Le niveau d’acide urique est un autre biomarqueur qui est clairement affecté par la pratique du jeûne intermittent. Comme le montre la figure 7D, le taux d’acide urique passe de 7,0 mg/dL à plus de 9,0 mg/dL pendant les périodes de jeûne et retombe à 7,0 mg/dL après le jeûne. Le jeûne pousse le taux d’acide urique sérique au-delà de la plage normale.
Effets indésirables et expériences subjectives
Toutes les analyses sanguines ne montrent aucune anomalie ou changement drastique du profil hépatique et de la formule sanguine complète tout au long des trois périodes.
L’individu du cas n’a signalé aucun événement indésirable grave et aucune plainte gastro-intestinale.

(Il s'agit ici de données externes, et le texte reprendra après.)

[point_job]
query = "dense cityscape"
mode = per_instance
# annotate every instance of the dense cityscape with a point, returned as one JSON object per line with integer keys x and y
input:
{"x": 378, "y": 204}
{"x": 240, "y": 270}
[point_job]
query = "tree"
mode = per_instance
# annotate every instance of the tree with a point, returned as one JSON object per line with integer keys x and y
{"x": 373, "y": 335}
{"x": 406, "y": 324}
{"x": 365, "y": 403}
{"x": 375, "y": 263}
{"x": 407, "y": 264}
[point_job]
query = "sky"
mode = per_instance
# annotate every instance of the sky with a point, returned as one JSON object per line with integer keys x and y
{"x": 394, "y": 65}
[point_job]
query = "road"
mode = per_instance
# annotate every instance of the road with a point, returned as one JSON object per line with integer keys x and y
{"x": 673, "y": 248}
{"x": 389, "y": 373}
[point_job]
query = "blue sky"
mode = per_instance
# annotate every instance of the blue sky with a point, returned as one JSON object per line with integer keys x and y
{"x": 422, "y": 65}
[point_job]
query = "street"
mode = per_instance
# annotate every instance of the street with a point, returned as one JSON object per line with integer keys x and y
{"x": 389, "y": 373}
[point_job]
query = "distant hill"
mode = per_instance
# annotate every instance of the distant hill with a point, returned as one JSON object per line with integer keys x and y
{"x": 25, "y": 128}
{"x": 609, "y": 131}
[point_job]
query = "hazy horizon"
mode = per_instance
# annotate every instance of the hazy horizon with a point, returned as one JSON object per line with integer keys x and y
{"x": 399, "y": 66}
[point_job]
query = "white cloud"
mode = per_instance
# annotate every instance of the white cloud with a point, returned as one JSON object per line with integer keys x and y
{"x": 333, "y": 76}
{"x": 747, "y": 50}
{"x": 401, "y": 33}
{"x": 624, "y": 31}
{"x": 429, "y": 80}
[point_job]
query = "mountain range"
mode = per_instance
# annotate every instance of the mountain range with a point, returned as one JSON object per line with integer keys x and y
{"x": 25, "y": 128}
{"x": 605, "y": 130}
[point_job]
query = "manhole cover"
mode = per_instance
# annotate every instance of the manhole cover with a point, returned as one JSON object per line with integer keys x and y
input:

Son journal de jeûne contenait des entrées de » sommeil plus difficile à trouver que la normale » et de » sommeil interrompu » le deuxième jour de jeûne et de sensation de » faiblesse et de vertige au premier lever au réveil » pendant le premier cycle de jeûne. Il a également décrit la sensation de « légère oppression au niveau de la tête, semblable à celle ressentie en haute altitude ». Il s’agissait de symptômes d’une légère hypoglycémie car sa glycémie atteignait un niveau bas de 3,4 mmol/L (figure 4). Comme on le lui avait conseillé, l’individu a bu un verre d’eau au miel par mesure de précaution et les symptômes se sont dissipés. Il n’a pas jugé nécessaire de contrôler à nouveau sa glycémie. Au cours des deux cycles suivants, ces expériences se sont atténuées car le corps « a dû s’y habituer ». L’expérience d’un « sommeil plus difficile à trouver que la normale » est cependant restée tout au long des trois cycles.
Dans l’ensemble, le sujet était satisfait des résultats du jeûne intermittent et envisagerait de le refaire.